Anti-biofouling potential of extremely water-repellent carbon soot coatings immersed in a highly-contaminated seawater swamp

The undesired translocation of marine microorganisms during sailing and the excessive expenditures for ship hull repairment due to biofouling could be circumvented using superhydrophobic coatings. Unfortunately, the combined effect of underwater currents and colonizing activity of multitudinous foulants on the anti-microbial performance of existing non-wettable materials is still at infant stage. The paramount objective here is to evaluate for the first time the potential of two mechanically durable water-repellent soot coatings towards the inhibition of bacterial proliferation in "real-life" outdoor conditions. We demonstrate that upon one-week immersion in a seawater swamp, both specimens lose non-wettability due to dissolution of the trapped gas layer into the water basin, but yet manage to retard the biofilm development, compared to uncoated iron surfaces, and halt the settlement of some Gram-negative and Gram-positive bacterial strains.
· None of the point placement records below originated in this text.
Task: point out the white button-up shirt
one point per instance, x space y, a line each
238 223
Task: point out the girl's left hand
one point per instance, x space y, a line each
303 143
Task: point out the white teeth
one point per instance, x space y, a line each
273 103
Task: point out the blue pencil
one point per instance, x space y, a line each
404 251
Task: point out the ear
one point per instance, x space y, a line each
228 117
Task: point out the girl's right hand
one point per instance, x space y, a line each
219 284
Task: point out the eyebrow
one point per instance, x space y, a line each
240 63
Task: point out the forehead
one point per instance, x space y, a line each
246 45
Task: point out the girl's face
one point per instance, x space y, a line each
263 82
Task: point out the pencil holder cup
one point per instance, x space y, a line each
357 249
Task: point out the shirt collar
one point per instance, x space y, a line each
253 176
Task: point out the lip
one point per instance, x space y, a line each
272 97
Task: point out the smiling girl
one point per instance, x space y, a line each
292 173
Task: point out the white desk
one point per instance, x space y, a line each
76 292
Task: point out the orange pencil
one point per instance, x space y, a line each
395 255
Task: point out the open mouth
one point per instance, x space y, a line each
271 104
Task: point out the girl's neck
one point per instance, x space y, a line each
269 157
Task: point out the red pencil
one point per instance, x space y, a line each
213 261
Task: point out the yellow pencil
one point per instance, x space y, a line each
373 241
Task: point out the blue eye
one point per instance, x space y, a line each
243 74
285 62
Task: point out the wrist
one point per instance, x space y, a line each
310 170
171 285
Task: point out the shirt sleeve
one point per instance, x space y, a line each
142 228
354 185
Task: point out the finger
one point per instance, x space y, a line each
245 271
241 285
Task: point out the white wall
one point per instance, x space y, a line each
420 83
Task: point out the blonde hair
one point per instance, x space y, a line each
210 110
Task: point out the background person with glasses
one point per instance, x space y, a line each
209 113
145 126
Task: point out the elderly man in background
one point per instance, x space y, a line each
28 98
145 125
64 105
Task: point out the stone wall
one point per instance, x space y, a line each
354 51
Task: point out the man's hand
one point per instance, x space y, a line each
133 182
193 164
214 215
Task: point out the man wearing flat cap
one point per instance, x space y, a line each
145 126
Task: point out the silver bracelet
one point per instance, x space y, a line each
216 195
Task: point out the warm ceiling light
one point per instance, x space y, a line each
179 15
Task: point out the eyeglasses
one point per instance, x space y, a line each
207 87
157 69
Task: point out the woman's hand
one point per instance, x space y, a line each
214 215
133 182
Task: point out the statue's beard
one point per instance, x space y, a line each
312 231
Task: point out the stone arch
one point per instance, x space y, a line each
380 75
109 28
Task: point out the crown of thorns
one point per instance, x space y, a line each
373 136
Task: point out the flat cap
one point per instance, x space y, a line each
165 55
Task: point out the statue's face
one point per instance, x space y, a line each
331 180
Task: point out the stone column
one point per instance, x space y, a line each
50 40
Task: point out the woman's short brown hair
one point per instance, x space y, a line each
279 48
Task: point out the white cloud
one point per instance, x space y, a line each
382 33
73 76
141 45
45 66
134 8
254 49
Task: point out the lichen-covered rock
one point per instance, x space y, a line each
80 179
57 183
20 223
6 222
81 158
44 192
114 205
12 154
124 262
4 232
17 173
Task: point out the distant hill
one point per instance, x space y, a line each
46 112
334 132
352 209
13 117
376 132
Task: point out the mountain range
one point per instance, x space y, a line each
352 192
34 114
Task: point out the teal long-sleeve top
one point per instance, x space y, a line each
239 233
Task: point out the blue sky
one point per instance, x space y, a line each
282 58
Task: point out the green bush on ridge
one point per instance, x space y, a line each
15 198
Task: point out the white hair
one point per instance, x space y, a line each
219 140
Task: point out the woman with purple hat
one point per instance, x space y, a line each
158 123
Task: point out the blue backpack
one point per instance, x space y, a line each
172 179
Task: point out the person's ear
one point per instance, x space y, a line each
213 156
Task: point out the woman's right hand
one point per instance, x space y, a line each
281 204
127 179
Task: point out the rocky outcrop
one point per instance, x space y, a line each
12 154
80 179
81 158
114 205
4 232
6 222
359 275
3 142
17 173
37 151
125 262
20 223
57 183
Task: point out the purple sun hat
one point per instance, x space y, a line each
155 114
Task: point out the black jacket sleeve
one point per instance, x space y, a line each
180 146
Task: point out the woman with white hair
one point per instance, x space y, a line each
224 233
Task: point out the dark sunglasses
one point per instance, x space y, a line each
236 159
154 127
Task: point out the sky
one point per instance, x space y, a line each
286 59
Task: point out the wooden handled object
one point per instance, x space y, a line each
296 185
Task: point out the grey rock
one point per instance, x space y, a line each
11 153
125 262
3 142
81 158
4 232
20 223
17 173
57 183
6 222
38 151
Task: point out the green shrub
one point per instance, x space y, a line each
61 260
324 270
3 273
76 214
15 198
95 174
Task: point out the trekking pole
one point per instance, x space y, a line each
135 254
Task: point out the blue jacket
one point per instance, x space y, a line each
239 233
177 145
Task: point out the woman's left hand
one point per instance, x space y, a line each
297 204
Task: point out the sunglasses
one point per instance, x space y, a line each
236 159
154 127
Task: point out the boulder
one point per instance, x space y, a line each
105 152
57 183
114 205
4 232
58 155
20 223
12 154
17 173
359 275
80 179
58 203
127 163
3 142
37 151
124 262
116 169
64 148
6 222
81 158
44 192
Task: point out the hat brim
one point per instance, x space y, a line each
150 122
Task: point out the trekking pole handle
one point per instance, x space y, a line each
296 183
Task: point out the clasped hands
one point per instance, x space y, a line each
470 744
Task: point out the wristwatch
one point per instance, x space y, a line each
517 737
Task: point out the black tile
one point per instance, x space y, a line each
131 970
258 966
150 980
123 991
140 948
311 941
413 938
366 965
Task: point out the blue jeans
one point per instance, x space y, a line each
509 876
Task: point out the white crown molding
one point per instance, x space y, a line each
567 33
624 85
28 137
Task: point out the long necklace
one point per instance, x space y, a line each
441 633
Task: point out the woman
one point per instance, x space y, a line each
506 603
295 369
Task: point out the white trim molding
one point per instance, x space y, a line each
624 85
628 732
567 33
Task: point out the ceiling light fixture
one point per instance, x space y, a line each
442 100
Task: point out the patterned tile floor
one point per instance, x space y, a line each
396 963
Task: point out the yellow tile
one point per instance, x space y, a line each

The noticed selectiveness in the anti-fouling behavior of tested samples is presumably attributed to differences in the cell envelopes, the extent of elicit oxidative stress and soot-mediated formation of toxic ammonia molecules via hydrogen bonding. These unknown so far anti-bacterial mechanisms of the soot expand the horizons of practical applicability beyond the conventional framework and emphasize on its possible future use as a therapeutic agent.